Ribuan Warga Ketawang Karay Sumenep Awali Puasa Ramadhan 1447 H Lebih Awal
Ribuan Warga di Ganding Sumenep Awali Puasa Ramadhan 1447 H Lebih Dini
SUMENEP – Lebih dari seribu warga Desa Ketawang Karay, Kecamatan Ganding, Kabupaten Sumenep, Jawa Timur, mulai menjalankan ibadah puasa Ramadhan 1447 Hijriah pada Selasa (17/2/2026). Keputusan tersebut diambil lebih awal dibandingkan penetapan resmi pemerintah yang biasanya diumumkan melalui Sidang Isbat.
Awal puasa yang lebih dini ini bukanlah hal baru bagi masyarakat setempat. Tradisi tersebut telah berlangsung secara turun-temurun dengan merujuk pada ketetapan Pondok Pesantren Al Karawi, salah satu lembaga pendidikan Islam tertua dan berpengaruh di wilayah Kecamatan Ganding.
Salah seorang warga menjelaskan bahwa mayoritas penduduk mengikuti keputusan pesantren dalam menentukan awal Ramadhan. Menurutnya, masyarakat telah terbiasa menjalankan ibadah puasa berdasarkan hasil perhitungan yang ditetapkan pihak pesantren. “Sejak dulu memang mengikuti hitungan dari ponpes,” ujarnya.
Gunakan Hisab Tradisional dan Aplikasi Internal
Penentuan awal Ramadhan di lingkungan pesantren dilakukan melalui metode hisab dengan merujuk pada kitab-kitab falak klasik. Meski sama-sama menggunakan metode perhitungan astronomis, pendekatan yang dipakai berbeda dengan metode hisab yang diterapkan oleh Muhammadiyah.
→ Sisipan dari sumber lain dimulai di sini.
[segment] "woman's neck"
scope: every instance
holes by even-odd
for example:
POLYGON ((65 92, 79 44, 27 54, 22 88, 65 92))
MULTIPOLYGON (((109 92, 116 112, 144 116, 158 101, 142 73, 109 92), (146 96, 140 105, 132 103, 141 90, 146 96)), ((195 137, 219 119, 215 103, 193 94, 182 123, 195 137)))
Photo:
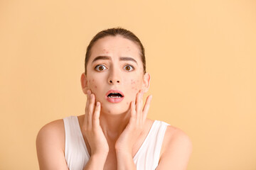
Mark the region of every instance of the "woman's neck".
POLYGON ((116 140, 129 123, 130 113, 119 115, 100 113, 100 123, 107 139, 116 140))

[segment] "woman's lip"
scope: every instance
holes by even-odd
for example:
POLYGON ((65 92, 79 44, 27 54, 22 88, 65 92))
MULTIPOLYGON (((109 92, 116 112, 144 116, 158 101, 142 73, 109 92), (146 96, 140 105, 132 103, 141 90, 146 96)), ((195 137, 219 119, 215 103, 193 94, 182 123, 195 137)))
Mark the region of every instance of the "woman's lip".
POLYGON ((123 97, 122 98, 107 98, 107 101, 110 103, 119 103, 124 99, 123 97))
POLYGON ((107 96, 110 94, 120 94, 122 97, 124 97, 124 94, 119 90, 114 90, 114 89, 109 90, 106 94, 106 96, 107 97, 107 96))
POLYGON ((110 90, 107 92, 106 96, 105 96, 105 98, 107 99, 107 101, 110 102, 110 103, 119 103, 121 102, 124 98, 124 94, 119 91, 119 90, 110 90), (120 94, 122 95, 122 97, 117 97, 117 98, 109 98, 107 96, 110 94, 112 93, 116 93, 116 94, 120 94))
Menariknya, selain mempertahankan rujukan kitab hisab kuno, pesantren juga memanfaatkan teknologi digital. Mereka memiliki aplikasi kalender hijriah internal bernama “Durusul Falakiyah” yang membantu menentukan penanggalan Islam secara lebih sistematis. Selain itu, tersedia pula aplikasi jam istiwak yang telah disesuaikan dengan koordinat geografis setempat, sehingga waktu ibadah dapat dihitung lebih akurat.
Menurut Hefdi, sistem perhitungan tersebut bahkan memungkinkan pihak pesantren mengetahui perkiraan awal Ramadhan tahun berikutnya sejak jauh hari.
Ribuan Pengikut dan Situasi Kondusif
Kepala Desa Ketawang Karay, menyebutkan jumlah warga yang mengikuti keputusan pesantren mencapai lebih dari dua ribu orang. Mereka tersebar di beberapa wilayah seperti Karay, Sobuk, Jempareng, hingga Campaka.
Meski terdapat perbedaan dengan jadwal pemerintah, kondisi sosial masyarakat tetap kondusif. Perbedaan awal puasa maupun Hari Raya Idul Fitri tidak pernah memicu ketegangan di tengah warga. Masyarakat setempat telah terbiasa dengan dinamika tersebut dan menjunjung tinggi sikap saling menghormati.
Di Kecamatan Ganding, perbedaan penentuan awal bulan suci dipandang sebagai bagian dari keragaman praktik keagamaan. Semangat toleransi dan saling memahami tetap menjadi landasan utama dalam kehidupan bermasyarakat.